Walter Cooper, Ph.D, was a scientist at the Eastman Kodak Research Laboratories until his retirement in 1986. Among his many national, state, and local activities, Cooper was Chairman of the Education Committee of the National Association for the Advancement of Colored People (NAACP) from 1959 to 1965, a Founding Member of the Rochester Urban League in 1965, and a Regent of the State of New York from 1988 to 1997. Cooper, who dealt first-hand with the riots, was among those interviewed in conjunction with July '64, a documentary film airing at 8 p.m. Saturday on WXXI (channel 21, cable 11).
Looking back on the events leading to the riots in Rochester, July 24-26,1964, it is apparent that an extreme myopia existed among institutional leaders. A succession of incidents in the early 1960s should have signified to a sensitive community that there were serious and legitimate grievances on the part of the black community. At that time, blacks were essentially disenfranchised with respect to their educational and economic rights.

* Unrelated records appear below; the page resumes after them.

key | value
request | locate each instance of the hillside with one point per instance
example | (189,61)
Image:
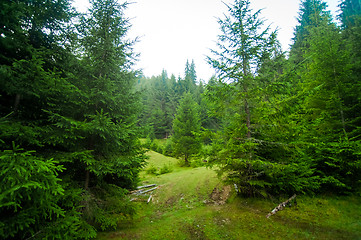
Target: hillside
(191,203)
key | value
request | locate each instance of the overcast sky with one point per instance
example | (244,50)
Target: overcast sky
(172,31)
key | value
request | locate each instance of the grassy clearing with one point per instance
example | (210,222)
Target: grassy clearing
(184,207)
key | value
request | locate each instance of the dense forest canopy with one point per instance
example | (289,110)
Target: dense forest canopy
(72,111)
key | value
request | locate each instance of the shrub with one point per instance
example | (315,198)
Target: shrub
(166,168)
(151,170)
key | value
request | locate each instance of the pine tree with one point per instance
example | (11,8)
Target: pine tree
(240,47)
(186,128)
(311,13)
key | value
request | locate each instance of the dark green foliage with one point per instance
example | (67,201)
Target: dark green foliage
(186,128)
(33,201)
(78,109)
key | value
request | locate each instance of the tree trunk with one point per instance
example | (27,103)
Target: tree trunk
(87,177)
(248,119)
(17,102)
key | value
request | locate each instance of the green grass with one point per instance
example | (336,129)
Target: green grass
(182,209)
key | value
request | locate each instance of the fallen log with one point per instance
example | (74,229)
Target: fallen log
(145,191)
(281,206)
(150,198)
(147,186)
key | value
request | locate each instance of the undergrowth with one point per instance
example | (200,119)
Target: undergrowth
(183,207)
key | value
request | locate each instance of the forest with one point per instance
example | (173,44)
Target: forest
(77,120)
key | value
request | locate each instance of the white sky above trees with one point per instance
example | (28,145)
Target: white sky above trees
(172,31)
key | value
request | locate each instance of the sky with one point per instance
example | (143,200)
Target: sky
(173,31)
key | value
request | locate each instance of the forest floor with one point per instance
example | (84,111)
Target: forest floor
(192,203)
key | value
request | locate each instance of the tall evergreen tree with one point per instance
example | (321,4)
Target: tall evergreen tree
(186,129)
(240,46)
(312,12)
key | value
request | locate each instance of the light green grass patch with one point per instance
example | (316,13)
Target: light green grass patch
(181,209)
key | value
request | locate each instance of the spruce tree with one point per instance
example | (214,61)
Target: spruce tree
(186,129)
(240,47)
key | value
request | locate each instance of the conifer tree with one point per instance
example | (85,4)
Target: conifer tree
(312,12)
(240,47)
(186,129)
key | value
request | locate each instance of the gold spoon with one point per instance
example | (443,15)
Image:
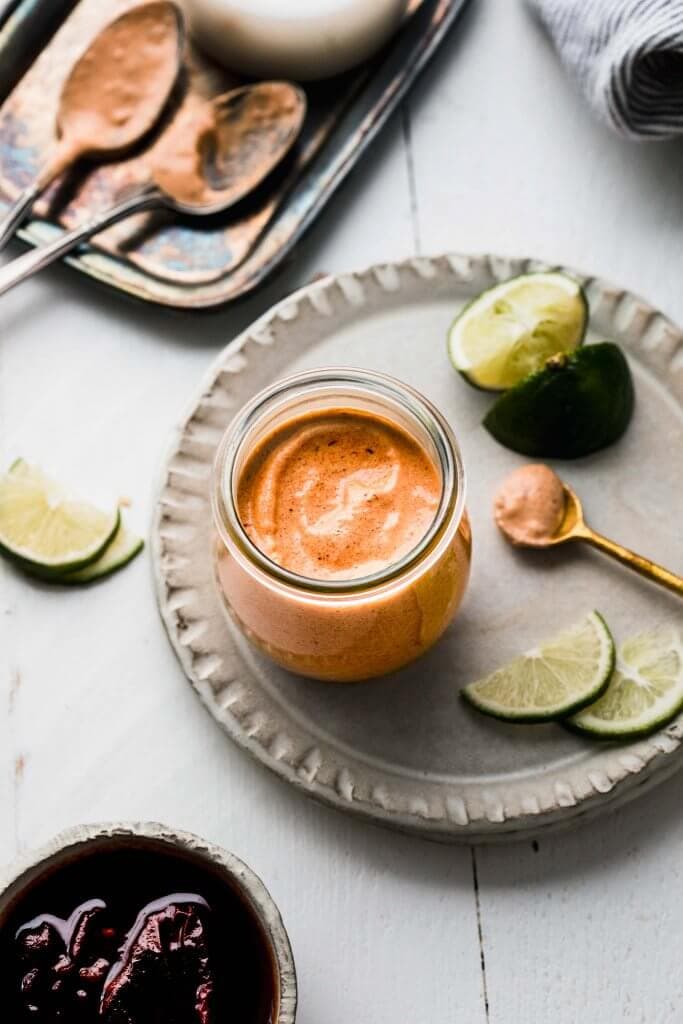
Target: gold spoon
(524,522)
(210,158)
(114,95)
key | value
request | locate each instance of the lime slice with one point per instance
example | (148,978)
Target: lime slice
(552,680)
(577,404)
(645,692)
(122,550)
(45,529)
(509,331)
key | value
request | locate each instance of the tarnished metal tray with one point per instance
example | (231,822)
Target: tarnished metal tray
(193,263)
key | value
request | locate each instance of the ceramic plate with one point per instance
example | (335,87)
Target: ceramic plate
(406,751)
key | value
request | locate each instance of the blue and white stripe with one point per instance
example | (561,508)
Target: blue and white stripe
(627,56)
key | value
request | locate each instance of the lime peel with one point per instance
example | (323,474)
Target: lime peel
(645,691)
(553,680)
(511,330)
(45,530)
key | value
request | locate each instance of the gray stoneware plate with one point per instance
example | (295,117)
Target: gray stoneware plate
(404,751)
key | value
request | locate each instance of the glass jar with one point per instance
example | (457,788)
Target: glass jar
(335,629)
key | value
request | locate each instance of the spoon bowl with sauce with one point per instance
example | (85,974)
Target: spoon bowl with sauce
(213,155)
(114,95)
(534,508)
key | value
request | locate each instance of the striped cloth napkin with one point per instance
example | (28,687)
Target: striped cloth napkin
(627,56)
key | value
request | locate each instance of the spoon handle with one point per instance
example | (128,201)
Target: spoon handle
(636,562)
(14,214)
(29,263)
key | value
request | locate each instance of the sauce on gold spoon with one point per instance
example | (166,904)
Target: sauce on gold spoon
(534,508)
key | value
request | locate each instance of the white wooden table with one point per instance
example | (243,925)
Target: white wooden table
(494,151)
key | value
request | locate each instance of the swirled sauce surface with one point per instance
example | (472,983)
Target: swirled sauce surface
(337,494)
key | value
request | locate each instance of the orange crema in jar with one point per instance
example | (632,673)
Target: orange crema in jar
(344,545)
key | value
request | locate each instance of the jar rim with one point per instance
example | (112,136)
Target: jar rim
(452,501)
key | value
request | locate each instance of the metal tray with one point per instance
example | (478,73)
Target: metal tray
(188,263)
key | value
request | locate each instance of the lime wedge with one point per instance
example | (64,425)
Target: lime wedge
(645,692)
(577,404)
(552,680)
(509,331)
(122,550)
(45,529)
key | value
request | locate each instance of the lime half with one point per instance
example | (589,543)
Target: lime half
(122,550)
(577,404)
(645,692)
(45,529)
(511,330)
(551,681)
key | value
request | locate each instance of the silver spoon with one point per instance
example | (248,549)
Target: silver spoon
(209,159)
(114,95)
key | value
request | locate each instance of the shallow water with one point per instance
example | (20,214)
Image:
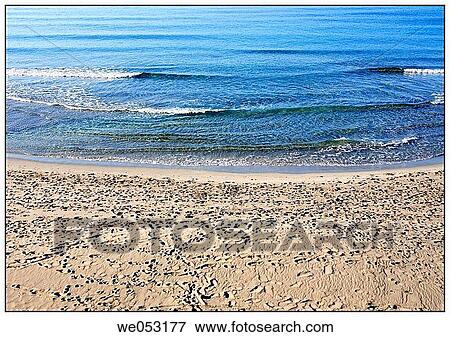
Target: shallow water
(199,86)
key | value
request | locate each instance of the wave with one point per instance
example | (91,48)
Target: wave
(407,71)
(101,74)
(437,99)
(148,110)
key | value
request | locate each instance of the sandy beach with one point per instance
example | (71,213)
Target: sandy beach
(396,263)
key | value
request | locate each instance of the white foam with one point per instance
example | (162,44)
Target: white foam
(438,98)
(105,74)
(415,71)
(405,140)
(153,111)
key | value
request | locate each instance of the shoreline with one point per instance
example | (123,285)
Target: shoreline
(396,264)
(202,174)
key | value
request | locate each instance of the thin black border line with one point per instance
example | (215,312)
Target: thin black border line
(219,5)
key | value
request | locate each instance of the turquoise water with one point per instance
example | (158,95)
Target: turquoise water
(238,86)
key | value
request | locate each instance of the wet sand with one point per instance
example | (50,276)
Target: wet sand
(360,240)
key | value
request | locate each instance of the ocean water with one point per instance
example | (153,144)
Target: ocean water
(221,86)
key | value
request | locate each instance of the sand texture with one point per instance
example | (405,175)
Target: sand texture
(404,271)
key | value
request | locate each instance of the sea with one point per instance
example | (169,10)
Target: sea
(279,86)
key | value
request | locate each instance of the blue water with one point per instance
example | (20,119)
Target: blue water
(224,86)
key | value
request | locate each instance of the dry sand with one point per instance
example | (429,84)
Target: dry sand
(404,271)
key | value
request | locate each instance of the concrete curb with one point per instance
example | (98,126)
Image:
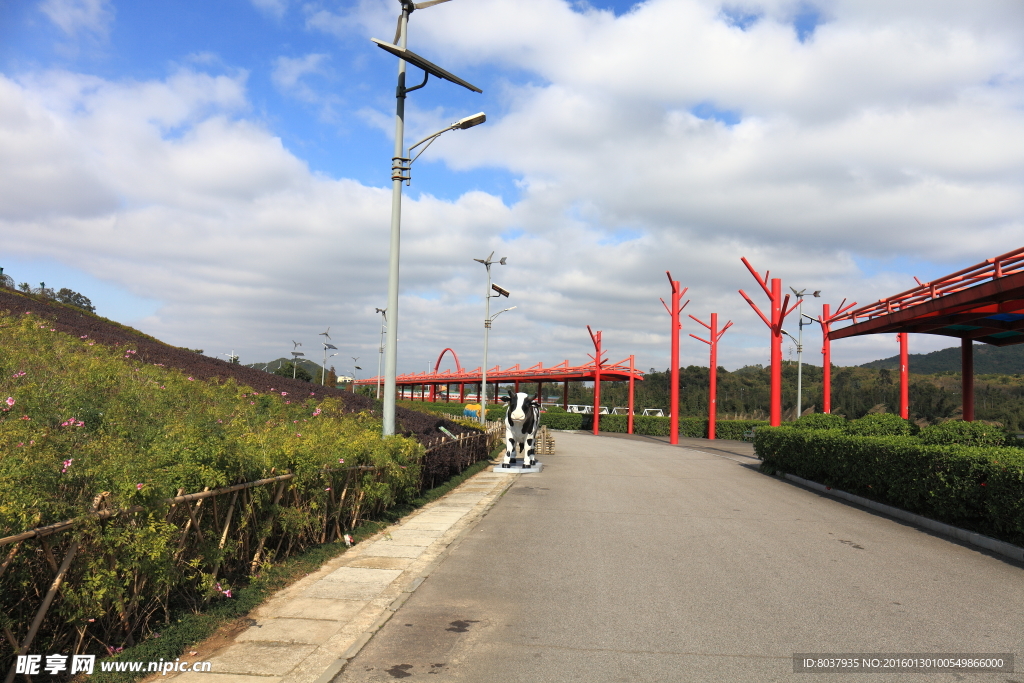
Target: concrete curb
(988,543)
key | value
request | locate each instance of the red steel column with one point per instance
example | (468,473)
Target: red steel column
(779,309)
(596,338)
(712,341)
(967,378)
(674,311)
(713,379)
(775,413)
(904,376)
(825,360)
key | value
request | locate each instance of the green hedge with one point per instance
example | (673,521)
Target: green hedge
(964,433)
(977,488)
(649,425)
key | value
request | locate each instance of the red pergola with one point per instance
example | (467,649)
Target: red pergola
(624,371)
(984,302)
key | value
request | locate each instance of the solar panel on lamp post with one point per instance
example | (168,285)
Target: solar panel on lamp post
(400,166)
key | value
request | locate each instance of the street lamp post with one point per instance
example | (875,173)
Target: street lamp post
(327,336)
(380,350)
(800,344)
(487,319)
(400,166)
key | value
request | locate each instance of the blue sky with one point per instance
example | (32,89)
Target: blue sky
(216,174)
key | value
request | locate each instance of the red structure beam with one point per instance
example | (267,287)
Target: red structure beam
(714,335)
(677,294)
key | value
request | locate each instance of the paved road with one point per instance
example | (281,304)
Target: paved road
(633,560)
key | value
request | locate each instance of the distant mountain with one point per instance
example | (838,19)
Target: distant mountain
(987,360)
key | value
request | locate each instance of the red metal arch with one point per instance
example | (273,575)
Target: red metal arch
(437,365)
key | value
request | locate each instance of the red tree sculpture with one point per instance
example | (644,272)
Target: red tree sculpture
(674,311)
(779,310)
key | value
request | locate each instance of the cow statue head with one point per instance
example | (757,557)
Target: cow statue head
(519,404)
(521,421)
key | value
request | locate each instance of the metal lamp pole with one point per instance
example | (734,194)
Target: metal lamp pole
(400,166)
(380,352)
(800,345)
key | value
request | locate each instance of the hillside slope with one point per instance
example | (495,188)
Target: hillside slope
(79,323)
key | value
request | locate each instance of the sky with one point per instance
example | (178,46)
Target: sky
(217,174)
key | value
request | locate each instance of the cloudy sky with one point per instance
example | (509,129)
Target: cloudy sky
(217,174)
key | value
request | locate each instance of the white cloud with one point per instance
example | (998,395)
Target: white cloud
(895,134)
(288,74)
(275,8)
(80,17)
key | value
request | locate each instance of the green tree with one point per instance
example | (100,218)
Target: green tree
(73,298)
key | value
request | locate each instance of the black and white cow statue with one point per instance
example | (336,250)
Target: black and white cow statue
(521,421)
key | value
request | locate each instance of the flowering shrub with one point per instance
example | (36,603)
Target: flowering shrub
(86,426)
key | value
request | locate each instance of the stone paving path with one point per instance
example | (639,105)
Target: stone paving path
(307,632)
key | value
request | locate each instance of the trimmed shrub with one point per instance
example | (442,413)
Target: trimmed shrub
(977,488)
(650,425)
(957,432)
(882,424)
(821,421)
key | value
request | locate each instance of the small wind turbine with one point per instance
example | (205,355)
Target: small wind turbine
(295,357)
(327,345)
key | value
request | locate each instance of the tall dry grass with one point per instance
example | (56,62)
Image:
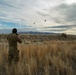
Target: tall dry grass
(47,58)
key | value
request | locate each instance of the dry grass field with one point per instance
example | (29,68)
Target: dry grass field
(47,57)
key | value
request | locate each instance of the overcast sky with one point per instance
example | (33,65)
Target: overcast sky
(57,16)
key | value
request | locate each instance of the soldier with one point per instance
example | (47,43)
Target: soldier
(13,53)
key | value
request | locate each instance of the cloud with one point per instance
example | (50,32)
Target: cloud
(23,14)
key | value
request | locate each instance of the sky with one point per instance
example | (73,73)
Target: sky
(55,16)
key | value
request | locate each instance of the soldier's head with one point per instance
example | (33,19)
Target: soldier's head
(14,31)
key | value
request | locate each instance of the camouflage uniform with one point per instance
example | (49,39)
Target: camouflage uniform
(13,53)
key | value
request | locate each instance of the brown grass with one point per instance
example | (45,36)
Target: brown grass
(47,58)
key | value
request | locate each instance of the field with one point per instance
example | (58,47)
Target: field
(41,55)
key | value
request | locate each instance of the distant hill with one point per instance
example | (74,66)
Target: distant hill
(32,32)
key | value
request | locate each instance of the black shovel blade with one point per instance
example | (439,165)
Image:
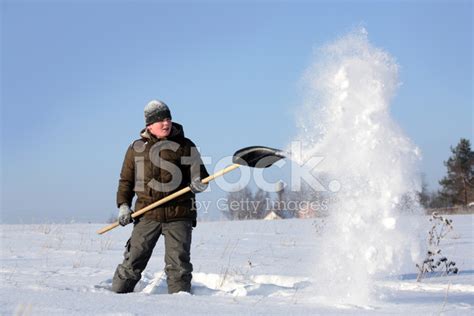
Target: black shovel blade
(257,156)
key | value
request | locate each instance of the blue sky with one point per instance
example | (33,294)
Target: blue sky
(76,76)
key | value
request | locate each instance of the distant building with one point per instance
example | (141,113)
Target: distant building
(271,216)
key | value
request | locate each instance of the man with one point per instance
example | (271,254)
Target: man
(161,162)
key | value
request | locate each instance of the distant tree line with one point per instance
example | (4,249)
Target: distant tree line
(456,190)
(457,187)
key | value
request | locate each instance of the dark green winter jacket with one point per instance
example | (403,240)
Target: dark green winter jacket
(155,168)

The conditions that precipitated the riots were myriad and complex. One of the major contributions was the rapid increase in the non-white population, which had grown almost exponentially from 7,000 in 1950 to approximately 24,000 in 1960.
This population growth was fueled by the settling of migrant laborers, who worked the farms in the region, and the beginning of an influx of professionally trained blacks. Even if they so desired, neither the white nor the limited black institutions (churches) possessed the absorptive power to accept and integrate these newcomers into the institutional life of the community.
Residential segregation in Rochester was severe and accelerating. Eighty percent of the black population was concentrated in only six of the 89 Census tracts. (Housing discrimination was not experienced by blacks alone; covenants limited access to quality housing for Jews and Italians.)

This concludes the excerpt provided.